In general, astrocyte reactivity is usually characterized by two features: cellular hypertrophy and overexpression of intermediate filament proteins (such as GFAP and vimentin) (Okada et al., 2006). Importantly, astrocyte reactivity should not be confused with proliferation since an increase in GFAP expression could be misinterpreted. For example, recently it has been clearly demonstrated that astrocyte proliferation is limited during progression of diseases which lead to neuroinflammation and neurodegeneration in the brain (Liddelow and Barres, 2017; Li et al., 2019). The higher density of GFAP+ cells in that case results from the overexpression of this protein and astrocyte hypertrophy, rather than from astrocyte proliferation (Serrano-Pozo et al., 2013). In contrast to the pathogenesis of neurodegenerative disorders in the brain, studies in a rat glaucoma model caused by early pressure-induced ONH injury revealed that both proliferation and IL-6-type cytokine expression in astrocytes were greatly increased. Dramatic astrocyte proliferation in ONH injured by elevated intraocular pressure (IOP) was shown to be regulated by activation of the Janus kinase (JAK) - signal transducer and activator of transcription (STAT) pathway (Lozano et al., 2019).

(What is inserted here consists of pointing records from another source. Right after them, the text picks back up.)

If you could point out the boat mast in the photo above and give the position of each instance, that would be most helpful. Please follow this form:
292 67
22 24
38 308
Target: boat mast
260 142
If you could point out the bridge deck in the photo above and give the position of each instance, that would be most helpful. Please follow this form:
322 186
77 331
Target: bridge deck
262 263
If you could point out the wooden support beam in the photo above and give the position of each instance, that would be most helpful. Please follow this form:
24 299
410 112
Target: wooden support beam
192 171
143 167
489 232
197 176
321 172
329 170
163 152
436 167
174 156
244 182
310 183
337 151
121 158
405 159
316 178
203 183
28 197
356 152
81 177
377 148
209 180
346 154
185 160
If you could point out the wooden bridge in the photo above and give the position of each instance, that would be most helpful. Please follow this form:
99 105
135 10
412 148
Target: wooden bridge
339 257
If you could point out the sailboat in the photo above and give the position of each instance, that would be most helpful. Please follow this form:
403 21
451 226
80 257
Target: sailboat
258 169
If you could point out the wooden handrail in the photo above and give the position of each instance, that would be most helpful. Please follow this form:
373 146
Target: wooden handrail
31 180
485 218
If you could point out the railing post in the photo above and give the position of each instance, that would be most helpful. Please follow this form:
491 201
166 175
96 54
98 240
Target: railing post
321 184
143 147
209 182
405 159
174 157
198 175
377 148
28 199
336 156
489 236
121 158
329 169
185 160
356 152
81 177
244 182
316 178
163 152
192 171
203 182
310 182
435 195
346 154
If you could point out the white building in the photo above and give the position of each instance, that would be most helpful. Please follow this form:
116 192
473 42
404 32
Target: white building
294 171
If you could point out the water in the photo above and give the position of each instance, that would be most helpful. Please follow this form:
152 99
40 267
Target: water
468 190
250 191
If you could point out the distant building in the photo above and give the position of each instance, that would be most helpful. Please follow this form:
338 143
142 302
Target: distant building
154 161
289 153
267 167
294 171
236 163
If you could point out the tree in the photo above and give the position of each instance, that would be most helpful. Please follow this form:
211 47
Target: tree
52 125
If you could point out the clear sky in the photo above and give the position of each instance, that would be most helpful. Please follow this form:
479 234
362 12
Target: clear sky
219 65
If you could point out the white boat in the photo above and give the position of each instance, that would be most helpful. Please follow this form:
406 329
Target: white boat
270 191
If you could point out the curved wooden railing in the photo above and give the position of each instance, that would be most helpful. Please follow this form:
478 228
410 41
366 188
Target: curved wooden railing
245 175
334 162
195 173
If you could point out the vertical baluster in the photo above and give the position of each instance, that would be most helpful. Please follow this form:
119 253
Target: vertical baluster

Some reactive astrocytes have been shown to exhibit NF-κB activation that contributes to RGC loss in various pathologies. Inactivation or inhibition of NF-κB in astrocytes promotes survival of retinal neurons after ischemic injury and reduces RGC loss in experimental optic neuritis (Brambilla et al., 2012). It has been demonstrated that the JAK-STAT3 pathway mediates the formation of reactive astrocytes with an overall protective function, akin to the A2 astrocytes described by Liddelow and Barres (Liddelow and Barres, 2017; Herrmann et al., 2008; Anderson et al., 2016; Ceyzeriat et al., 2016). STAT3 is expressed by all astrocytes in the ON, brain and spinal cord, and its expression markedly increases after injuries and during progression of neurodegenerative diseases, as well as in a rat model of transient IOP elevation (Justicia et al., 2000; Yamauchi et al., 2006; Zhang et al., 2013; Ben et al., 2015). Recent data suggest that knocking out STAT3 specifically in astrocytes results in attenuated astrocyte hypertrophy, reactive remodeling after the injury and increased loss of RGCs. Thus, STAT3-mediated astrocyte reactivity plays a protective role in experimental glaucoma and the ON crush model, supporting RGC survival (Sun et al., 2017). In addition, it has been postulated that ciliary neurotrophic factor (CNTF) activates astrocytes, thereby inducing fibroblast growth factor 2 (FGF2). Convincing evidence has been provided showing that during ON injury resulting from ocular inflammation, CNTF is produced by retinal astrocytes and binds to RGCs via receptor tyrosine kinases triggering the JAK-STAT pathway to switch RGCs to a regenerative stage (Fischer and Leibinger, 2012; Müller et al., 2007; Peterson et al., 2000) . Taken together, these findings suggest that drugs that inhibit NF-κB or promote STAT3 activation might hold therapeutic potential in neurodegenerative disorders.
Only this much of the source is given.